2.4 High-resistance grounding fault
The ability to withstand transition resistance in grounding protection is a crucial test item for distance protection components. Distance protection components are measurement-based, unlike measuring components. Within the protection range, even with significant measurement errors, the protection component can still operate correctly. Therefore, the ability to withstand transition resistance varies at different points within the protection range. All distance components based on metallic faults will inevitably have weaker transition resistance at the end of the protection range. To address this, we adopted a distance measurement algorithm based on zero-sequence current correction as the measuring component for high-resistance single-phase grounding faults at the end of the protection range. This ensures high transition resistance withstand capability regardless of the location of the fault within the protection range, thus improving the overall performance of the device.
3. Conclusion
Extensive RTDS testing has shown that the performance indicators of the newly developed DF3621 line protection device are quite satisfactory. Of course, it still needs to be tested through long-term field trial operation.

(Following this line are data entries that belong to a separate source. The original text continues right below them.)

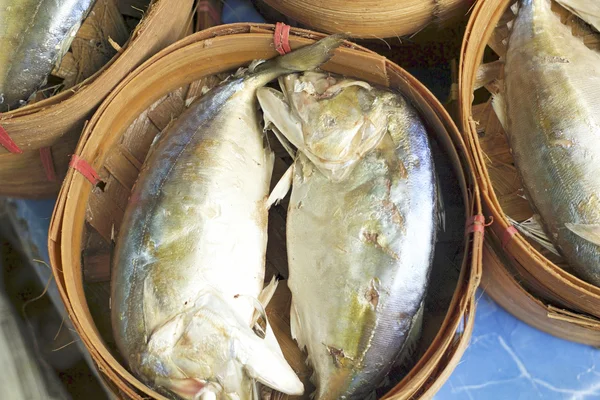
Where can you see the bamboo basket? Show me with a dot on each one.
(87, 217)
(527, 280)
(47, 131)
(369, 19)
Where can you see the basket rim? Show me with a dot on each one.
(383, 23)
(463, 303)
(67, 100)
(484, 17)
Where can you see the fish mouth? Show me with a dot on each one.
(210, 349)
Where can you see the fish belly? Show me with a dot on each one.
(553, 103)
(34, 34)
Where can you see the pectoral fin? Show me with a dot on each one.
(487, 73)
(589, 232)
(499, 106)
(587, 10)
(281, 188)
(276, 111)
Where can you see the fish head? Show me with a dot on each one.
(333, 121)
(209, 349)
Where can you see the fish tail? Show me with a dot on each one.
(305, 58)
(181, 348)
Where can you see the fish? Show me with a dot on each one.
(550, 111)
(361, 225)
(587, 10)
(35, 35)
(189, 263)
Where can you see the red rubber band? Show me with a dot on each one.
(85, 169)
(206, 6)
(48, 163)
(508, 235)
(281, 38)
(8, 143)
(476, 223)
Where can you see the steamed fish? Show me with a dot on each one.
(34, 35)
(361, 226)
(551, 113)
(190, 259)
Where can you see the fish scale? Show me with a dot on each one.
(189, 264)
(551, 113)
(360, 229)
(35, 34)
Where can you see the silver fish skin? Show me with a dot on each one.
(551, 113)
(34, 36)
(360, 242)
(190, 258)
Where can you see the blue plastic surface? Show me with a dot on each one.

The RTDS (Real-Time Data System) digital dynamic simulation testing system plays a crucial role in the development of protection devices. It changes the previous development model that relied on experience-based device development, simulated dynamic simulation testing, and long-term field operation verification. Fully utilizing RTDS testing as a key tool in protection device development will shorten the development cycle and improve the overall performance of protection devices to varying degrees. Furthermore, during the development process, we have found that, based on a complete understanding of current protection device solutions, we can inherit their advantages. For solutions that are limited by the development era and cannot adequately meet current field requirements, new research findings can be adopted after thorough testing to improve the overall performance indicators of the protection devices. With technological advancements, increasing user demands, and breakthroughs in the research of protection principles, protection device products should also be upgraded or new products developed in a timely manner.